European correspondents in the U.S. will likely argue that the U.S. is the world’s superpower, and that the really important decisions are made in the White House. But let’s keep in mind that while Germany’s attention was focused on the White House last year, a war was fought in Ukraine — a country located only a few hundred miles from Berlin. While TV channels went “live to our correspondent in Washington D.C.,” the Islamic State took over parts of Syria and Iraq and worsened a refugee crisis that is now hitting Europe hard.
Couldn’t Germany’s obsession with the U.S. also be a sign that continental Europe still hopes that Americans will deal with its problems sooner or later, rather than searching for its own solutions?
“We hold the U.S. responsible for all things that go wrong in the Middle East or Ukraine, but demand more American engagement to rectify these crisis situations,” says German politics professor Bierling, who blames Germans for relying too much on the U.S. in resolving crises.
Maybe it’s harder to be the U.S. than it looks
Researchers had, for instance, long warned that 2015 could be the worst year in the Mediterranean Sea in decades: Thousands of migrants would die, analysts warned as early as last year. However, instead of expanding its Mediterranean rescue mission, it was downsized. And instead of preparing for the influx of refugees, little was done.
German Marshall Fund expert Lochocki draws a different conclusion, though: “The crises that are prioritized by Washington, such as Syria or Ukraine, aren’t necessarily what matters most in Berlin where the default of Greece seems much more devastating.”

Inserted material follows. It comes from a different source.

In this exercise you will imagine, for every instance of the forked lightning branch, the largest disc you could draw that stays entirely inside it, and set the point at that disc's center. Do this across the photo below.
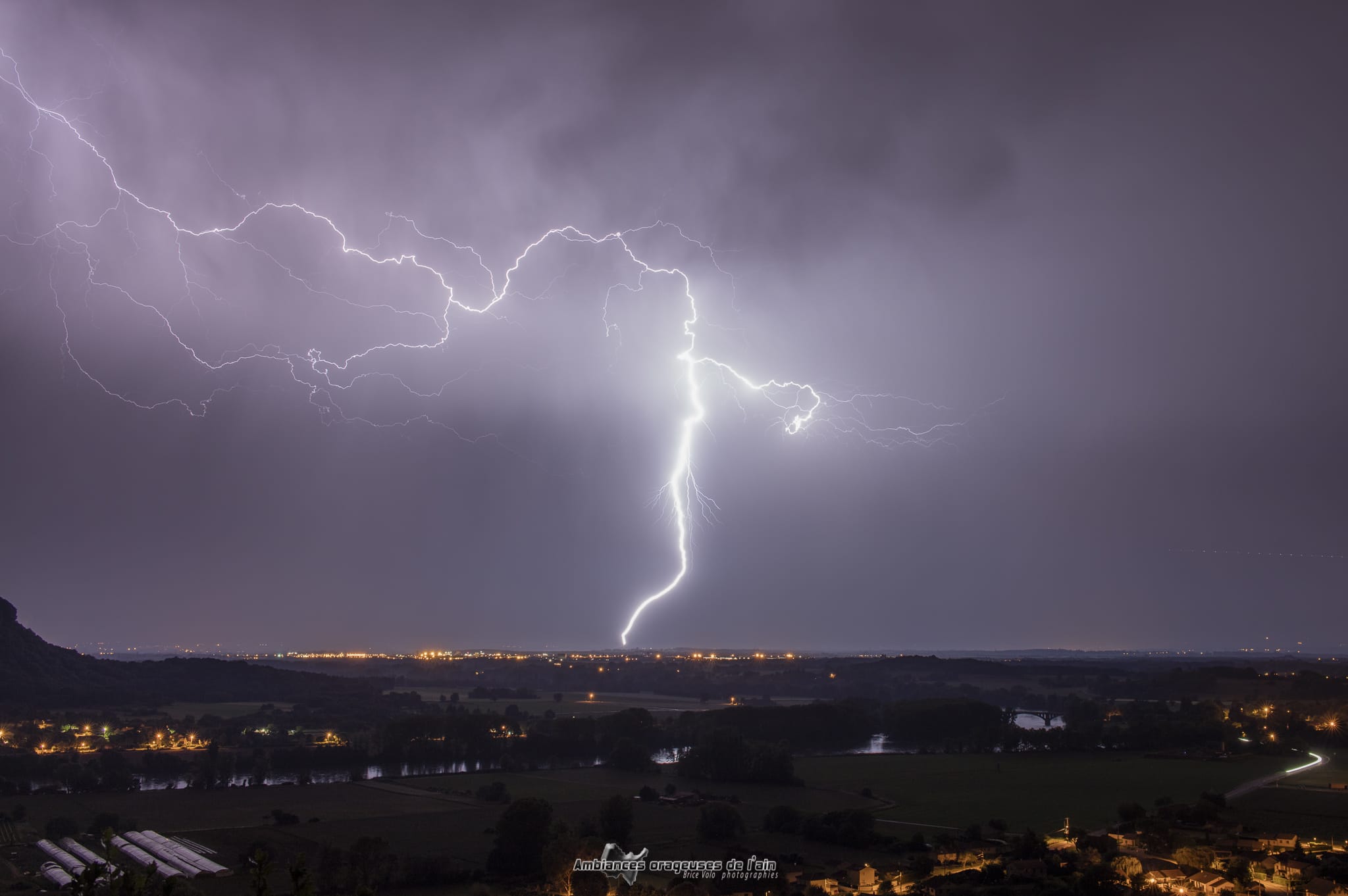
(797, 406)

A financial trader reacts at his desk as a television screen displays Alexis Tsipras, Greece’s prime minister, during a news report at the Frankfurt Stock Exchange in Frankfurt, Germany, on Monday, June 29, 2015. (Photographer: Martin Leissl/Bloomberg)

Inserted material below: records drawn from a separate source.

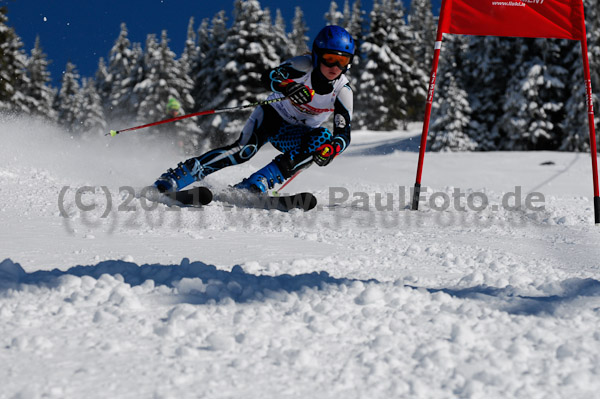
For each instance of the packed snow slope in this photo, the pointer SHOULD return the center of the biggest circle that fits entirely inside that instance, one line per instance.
(104, 294)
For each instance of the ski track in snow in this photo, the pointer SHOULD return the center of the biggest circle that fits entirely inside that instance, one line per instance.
(345, 301)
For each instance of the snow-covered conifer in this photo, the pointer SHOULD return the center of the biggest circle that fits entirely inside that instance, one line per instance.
(68, 99)
(90, 118)
(38, 89)
(298, 37)
(13, 61)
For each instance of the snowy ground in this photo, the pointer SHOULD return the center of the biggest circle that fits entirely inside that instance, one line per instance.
(350, 300)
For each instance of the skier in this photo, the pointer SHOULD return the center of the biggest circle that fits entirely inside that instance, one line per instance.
(316, 87)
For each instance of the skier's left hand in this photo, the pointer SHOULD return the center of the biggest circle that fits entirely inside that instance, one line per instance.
(325, 153)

Given that Germany is increasingly perceived as the main actor in resolving that crisis, France and Britain are becoming irrelevant as benchmarks, Lochocki says. “The only other Western country Germany considers itself on the same level to is the U.S. — and that’s why we care so much about what Americans think of us.”
“Germans have long blamed the U.S. for all its mistakes, but now they suddenly realize that leading a powerful nation is more difficult than they expected it to be. That’s what creates more understanding between the two countries. Nevertheless, Germans still love to hear about what’s going wrong on the other side of the ocean because it makes them feel better about their own struggles,” Lochocki explained.